Today on World Environment Day, the Coalition is delighted to announce that a re-elected Turnbull Government will create a $5 million Threatened Species Recovery Fund to support local communities in the fight to protect Australia’s vulnerable wildlife.
The Fund will provide seed money and community grants for local projects that strongly align with the targets of Australia’s Threatened Species Strategy.
Across Australia local communities, environment groups and ‘friends of’ groups are working tirelessly to protect our vulnerable species. We want to support their efforts.
The first nine projects to be supported by the new Fund will focus on community conservation efforts in Queensland, New South Wales, Western Australia, Victoria and Tasmania.

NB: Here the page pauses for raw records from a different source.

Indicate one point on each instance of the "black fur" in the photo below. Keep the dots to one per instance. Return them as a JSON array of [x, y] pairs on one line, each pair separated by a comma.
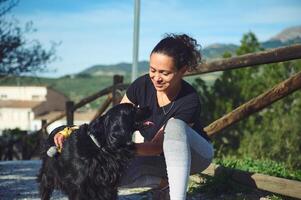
[[85, 171]]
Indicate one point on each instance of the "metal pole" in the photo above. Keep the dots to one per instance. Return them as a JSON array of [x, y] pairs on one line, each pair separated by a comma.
[[136, 39]]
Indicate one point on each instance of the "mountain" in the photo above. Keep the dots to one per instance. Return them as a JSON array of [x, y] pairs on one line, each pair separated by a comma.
[[288, 34], [217, 50], [110, 70], [286, 37]]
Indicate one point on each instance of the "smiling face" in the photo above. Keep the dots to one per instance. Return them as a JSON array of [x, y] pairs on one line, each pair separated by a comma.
[[163, 73]]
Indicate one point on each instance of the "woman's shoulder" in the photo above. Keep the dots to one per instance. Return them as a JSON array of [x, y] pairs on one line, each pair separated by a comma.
[[188, 90]]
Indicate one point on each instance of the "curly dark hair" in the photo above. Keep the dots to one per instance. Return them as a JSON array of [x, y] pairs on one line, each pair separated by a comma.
[[184, 50]]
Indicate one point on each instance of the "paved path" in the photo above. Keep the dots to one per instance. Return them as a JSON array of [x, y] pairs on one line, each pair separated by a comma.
[[18, 181]]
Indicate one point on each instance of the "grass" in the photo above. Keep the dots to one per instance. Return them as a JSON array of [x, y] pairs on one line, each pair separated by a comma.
[[223, 185]]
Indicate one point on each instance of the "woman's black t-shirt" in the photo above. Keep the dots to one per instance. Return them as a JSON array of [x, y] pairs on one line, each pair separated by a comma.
[[186, 106]]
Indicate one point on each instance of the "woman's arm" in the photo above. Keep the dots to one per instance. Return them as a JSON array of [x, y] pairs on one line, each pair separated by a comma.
[[152, 148]]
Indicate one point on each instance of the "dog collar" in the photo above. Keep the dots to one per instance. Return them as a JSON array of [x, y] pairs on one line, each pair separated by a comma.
[[94, 140]]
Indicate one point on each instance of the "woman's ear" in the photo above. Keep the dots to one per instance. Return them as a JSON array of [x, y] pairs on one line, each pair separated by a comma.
[[183, 70]]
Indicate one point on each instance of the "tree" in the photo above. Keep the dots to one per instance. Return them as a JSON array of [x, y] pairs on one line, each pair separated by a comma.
[[17, 54], [273, 133]]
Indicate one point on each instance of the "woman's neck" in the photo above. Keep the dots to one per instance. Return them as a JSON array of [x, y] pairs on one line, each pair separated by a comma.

Examples of these projects include work to control predators and improve habitat in far north Queensland to protect the Southern Cassowary; creating a new secure population in Western Australia of Gilbert’s Potoroo – the world’s rarest marsupial; predator control in Tasmania’s Meander Valley to protect the Eastern Barred Bandicoot and Eastern Quoll.
Australia’s unacceptably high rate of species extinction is a problem that needed a fresh approach. That is why the Coalition Government appointed Australia’s first Threatened Species Commissioner and released Australia’s first Threatened Species Strategy.
The Strategy contains ambitious but achievable targets to turn around the trajectory of 20 priority birds, 20 priority mammals and 30 priority plants by 2020. It also commits to the creation of five feral cat-free island, 10 mainland feral cat-free wildlife enclosures and the culling of two million feral cats.
For the first time ever, threatened species have an Australian Government policy framework with hard and measurable targets.
Since the appointment of the Threatened Species Commissioner in June 2014, the Australian Government has mobilised more than $208 million for projects that directly support and protect our threatened species.
However protecting our vulnerable wildlife is not a task that governments can do alone. We can only be successful by working in partnership with all levels of government, the private sector and the community.
The Threatened Species Recovery Fund will help galvanise community action on the ground, where it is needed most.